The whole world of wine may be moving towards lighter, fresher, more subtle accents these days, but bold is what you want on a boat. This especially applies when disporting the guests on deck, where, in even the slightest breeze, half the pleasure of wine can literally be blown overboard. We get as much pleasure out of wine, if not more, through its aromas as through its taste, even if we’re not always aware of it.
This is where big glasses shine. If your guests are like me and spend as much time sniffing their wine as actually drinking it, offer them something they can get their whole face into. Riedel make the best glasses - choose from the “Vinum” range for parties and keep the quivering-thin “Sommeliers” for casual evenings with the best bottles on board.
For reds, you want lots of Rhône grape varieties, especially Shiraz, as well as big zinfandels and the best Argentine Malbecs, which can all stand up for themselves in a blow. For Bordeaux, onboard drinking is one of the few times when I'm likely to put my money on uber-wine critic Robert Parker's recommendations.
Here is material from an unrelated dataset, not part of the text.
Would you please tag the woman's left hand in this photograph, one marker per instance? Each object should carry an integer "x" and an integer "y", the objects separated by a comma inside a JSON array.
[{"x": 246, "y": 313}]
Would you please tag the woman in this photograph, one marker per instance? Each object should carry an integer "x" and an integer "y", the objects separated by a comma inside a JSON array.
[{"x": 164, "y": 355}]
He favours the kind of up-front, “fruit-bomb” styles we're looking for over the subtler accents more likely to find favour with, say Jancis or the Wine Spectator.
As for whites, again finesse has to take second place to power. The “less-is-more” Chablis take on chardonnay just won't be able to make itself heard, or tasted, in a gaggle of big-hair Californian, Australian and even Southern Burgundy versions, especially from Pouilly-Fuissé. Another tip is not to over-chill chardonnays like these and risk losing all those buxom, vanilla and butter aromas.
Another good choice for whites are aromatic grapes like sauvignon blanc and Riesling, especially from the New World, which are also less sensitive when it comes to the question of chilling. Perfumed grapes like gewurztraminer, Muscat and viognier come into their own out of doors, as well.
For rosé, it's best to choose grapes that make big red wines and Portugal is my current source of choice – given that grapes like touriga nacional and tinta roriz make Port in their day jobs, it's hardly surprising the pinks have plenty of stuffing.
Big bottles always lend a buzz to any bash. As far as names and sizes go, a magnum is equivalent to two standard bottles; a double-magnum is four (and is called a jeroboam in Champagne and Burgundy, while in Bordeaux that's the six-bottle size) so it's all perfectly straightforward. Of the heavyweights, an imperial is eight; a salmanazar is a dozen; a balthazar sixteen and a nebuchadnezzar is a hard-to-handle twenty.
But it’s probably best to stick magnums...unless you're tied up.